Suivant application de la procédure disciplinaire prévue par le statut national du personnel des industries électriques et gazières, la société Enedis anciennement dénommée ERDF a par lettre du 15 février 2018 remise en main propre le 16 février 2018 convoqué M. [B] le 6 mars 2018 en vue d'un entretien préalable de première phase.

M. [B] ne s'est pas présenté à l'entretien préalable, déplacé au 15 mars 2018 selon courrier du 6 mars 2018 remis par huissier de justice le 8 mars 2018.

Le 20 mars 2018, la société Enedis anciennement dénommée ERDF a saisi le rapporteur de la commission secondaire du personnel.

Le 21 mars 2018, la société Enedis anciennement dénommée ERDF a notifié à M. [B] sa comparution devant la commission secondaire du personnel exécution-maîtrise siégeant en matière disciplinaire.

Cette comparution a eu lieu le 29 mai 2018.

Le 9 juillet 2018, M. [F] en qualité de directeur régional de la société Enedis anciennement dénommée ERDF a reçu M. [B].

Le 12 juillet 2018, M. [F] a notifié M. [B] sa mise à la retraite d'office à compter du même jour pour la falsification de ses notes de DUT, lequel était requis pour l'obtention d'un diplôme d'ingénieur afin d'occuper le poste d'adjoint au chef d'agence d'une part, et pour préjudice financier d'autre part.

Par courrier du 10 août 2018, le salarié a demandé à la présidente de la commission de revoir la décision du 23 février 2018 dont il avait par ailleurs fait appel.

Lz 15 novembre 2018, la commission a maintenu sa décision.

Le 11 juillet 2019, le salarié a saisi le conseil de prud'hommes de Nice pour voir requalifier la mise à la retraite d'office en licenciement sans cause réelle et sérieuse et pour obtenir le paiement de diverses sommes au titre de l'exécution et de la rupture du contrat de travail.

Par jugement rendu le 19 janvier 2021, le conseil de prud'hommes a débouté le salarié de l'intégralité de ses demandes et l'a condamné aux dépens.

°°°°°°°°°°°°°°°°°

La cour est saisie de l'appel formé le 19 février 2021 par le salarié.

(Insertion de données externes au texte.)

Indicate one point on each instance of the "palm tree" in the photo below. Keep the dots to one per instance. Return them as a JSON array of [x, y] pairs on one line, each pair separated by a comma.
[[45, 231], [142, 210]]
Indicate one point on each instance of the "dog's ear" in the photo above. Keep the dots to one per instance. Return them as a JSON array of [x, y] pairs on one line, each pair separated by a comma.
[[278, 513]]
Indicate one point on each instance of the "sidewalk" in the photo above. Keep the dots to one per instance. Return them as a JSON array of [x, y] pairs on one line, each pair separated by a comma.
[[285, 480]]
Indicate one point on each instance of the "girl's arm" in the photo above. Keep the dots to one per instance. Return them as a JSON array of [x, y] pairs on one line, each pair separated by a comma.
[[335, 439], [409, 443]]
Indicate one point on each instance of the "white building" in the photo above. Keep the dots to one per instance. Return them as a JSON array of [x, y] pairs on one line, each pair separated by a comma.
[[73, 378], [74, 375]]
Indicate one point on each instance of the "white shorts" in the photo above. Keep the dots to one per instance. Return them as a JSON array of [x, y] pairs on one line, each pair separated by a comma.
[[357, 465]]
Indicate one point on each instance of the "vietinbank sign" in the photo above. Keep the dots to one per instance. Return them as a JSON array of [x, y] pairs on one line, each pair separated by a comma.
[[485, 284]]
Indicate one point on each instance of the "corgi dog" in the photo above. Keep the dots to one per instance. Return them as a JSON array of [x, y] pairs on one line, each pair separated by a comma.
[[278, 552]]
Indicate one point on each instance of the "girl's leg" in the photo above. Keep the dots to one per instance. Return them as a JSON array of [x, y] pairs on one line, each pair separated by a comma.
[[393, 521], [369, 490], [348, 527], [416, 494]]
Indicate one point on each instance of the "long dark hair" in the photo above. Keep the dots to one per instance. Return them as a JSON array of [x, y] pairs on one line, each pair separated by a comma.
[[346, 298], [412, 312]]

Le 23 juin 2021, le conseil national de l'enseignement supérieur et de la recherche a annulé la sanction prononcée le 23 mars 2018 par la section disciplinaire de l'Université [Adresse 6] et a relaxé le salarié.

Par ses dernières conclusions du 9 mai 2022 auxquelles il est renvoyé pour plus ample exposé de ses moyens et prétentions conformément à l'article 455 du code de procédure civile, M. [B] demande à la cour de:

REFORMER en intégralité le Jugement du 19 janvier 2021 et STATUER A NOUVEAU :

SUR L'EXECUTION DU CONTRAT DE TRAVAIL

CONDAMNER la société ENEDIS, à verser à Monsieur [B] la somme de27.206,17 euros à titre de rappel de salaire conformément au poste " Adjoint Chef d'Agence " - catégorie cadre.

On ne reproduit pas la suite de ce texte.